Baseball isn't business to me; it's personal. And it's the same at CBS. Baseball is the language we speak. Our lead producer for March Madness, Bob Dekas, was an All-Big Ten center fielder for Northwestern; our executive producer, Tony Petitti, played baseball at Haverford. Not many people know that Greg Gumbel played college baseball in Iowa or that the family of Sean McManus, president of CBS Sports, owns a minority piece of the Baltimore Orioles. Dekas, a lifelong Cubs fan, already is bragging that Chicago has the best young pitchers in baseball. We have our annual bet on the Cubs-Red Sox World Series. I remind him that the last Red Sox title was in 1918 when Carl Mays threw a 3-hitter to beat the Cubs. Then Dekas throws it in my face that Babe Ruth won two of those games.
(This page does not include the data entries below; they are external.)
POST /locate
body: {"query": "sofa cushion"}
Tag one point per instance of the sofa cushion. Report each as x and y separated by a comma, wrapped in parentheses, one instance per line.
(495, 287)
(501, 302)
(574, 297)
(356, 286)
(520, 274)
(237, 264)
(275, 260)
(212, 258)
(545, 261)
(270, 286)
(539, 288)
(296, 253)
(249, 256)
And that's the problem. The perspective is so depressing. We're Navy against Notre Dame, Ralph Nader running for president. One friend told me it's so Shakespearean we should just give into it. It doesn't matter how many people play Hamlet--John Gielgud, Laurence Olivier, John Barrymore, all great, legendary efforts--but in the end, the guy always dies.
In 1975, after Fisk's joyous home run, sportswriter Dan Shaughnessy and I ran through the streets of Kenmore Square, hugging and laughing. Dan called me the other day. I said, "What do you make of all this?" He said, "Well, we're witnessing the greatest story ever told."
"OK," I sighed. I now await Game 7, with the pennant on the line, when Schilling strikes out A-Rod.
Lesley Visser has covered sports for 30 years, for the Boston Globe, ESPN, ABC and currently CBS.